In 2017 it is expected that over 17,500 women and men will be diagnosed with breast cancer – that’s an increase of more than a third in the past 10 years.
Thankfully, the rate of survival has improved substantially as research provides answers to this complex disease.
With more people being diagnosed but less people dying, there is a growing population of those living with the aftermath of a breast cancer diagnosis – the treatment, the scars, the pain, the fatigue, fear it may return, and the list goes on.
The National Breast Cancer Foundation’s mission is to fund research towards a goal of zero deaths from breast cancer by 2030. This can be achieved by supporting outstanding research focused on prevention, early diagnosis and better treatments. Discoveries in these areas have saved lives in the past and the accelerating pace of research will save more lives in future.
This means that by 2030, there will be even more people who are trying to piece their lives back together after the devastation that breast cancer leaves long after it is eradicated from the body.
These women and men will deal with many ongoing health complications as a result of the harsh treatments they have endured. This is distressing for them and their loved ones, and is also an ongoing concern for the healthcare system.
Research is our best hope for improving the quality of life for women and men during and after treatment for breast cancer as we get closer to 100% survival for those diagnosed.
How research is helping
Research into less toxic treatments, that could target the cancerous cells without attacking healthy cells, reducing the radiation needed, less invasive surgery, removing less lymph nodes are already underway and should be kinder to future generations of women and men.
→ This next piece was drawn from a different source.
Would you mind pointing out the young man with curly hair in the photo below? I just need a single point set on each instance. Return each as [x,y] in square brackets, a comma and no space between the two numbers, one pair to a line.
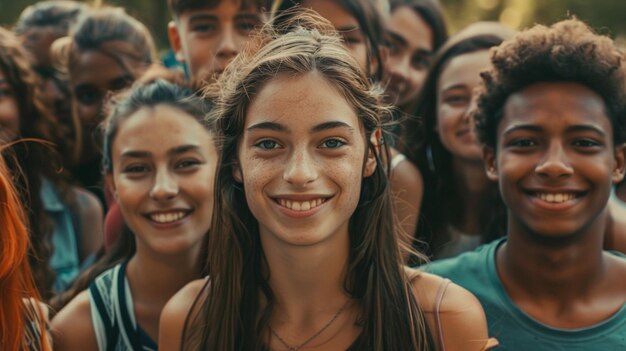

The emerging field of personalised treatment is beginning to determine whether some women may not even need certain treatments depending on the genetic make-up of their tumour.
Making treatments kinder is important to give women the best possible chance for a healthy future, but not all side-effects from breast cancer are physical.
The psychological and emotional toll can be long-lasting, often involving body image concerns, intimacy issues, relationship breakdowns, depression and anxiety. Research is also needed to help with emotional wellbeing.
The National Breast Cancer Foundation funds many research projects that aim to help women with breast cancer lead longer, healthier lives – to not only survive, but to live.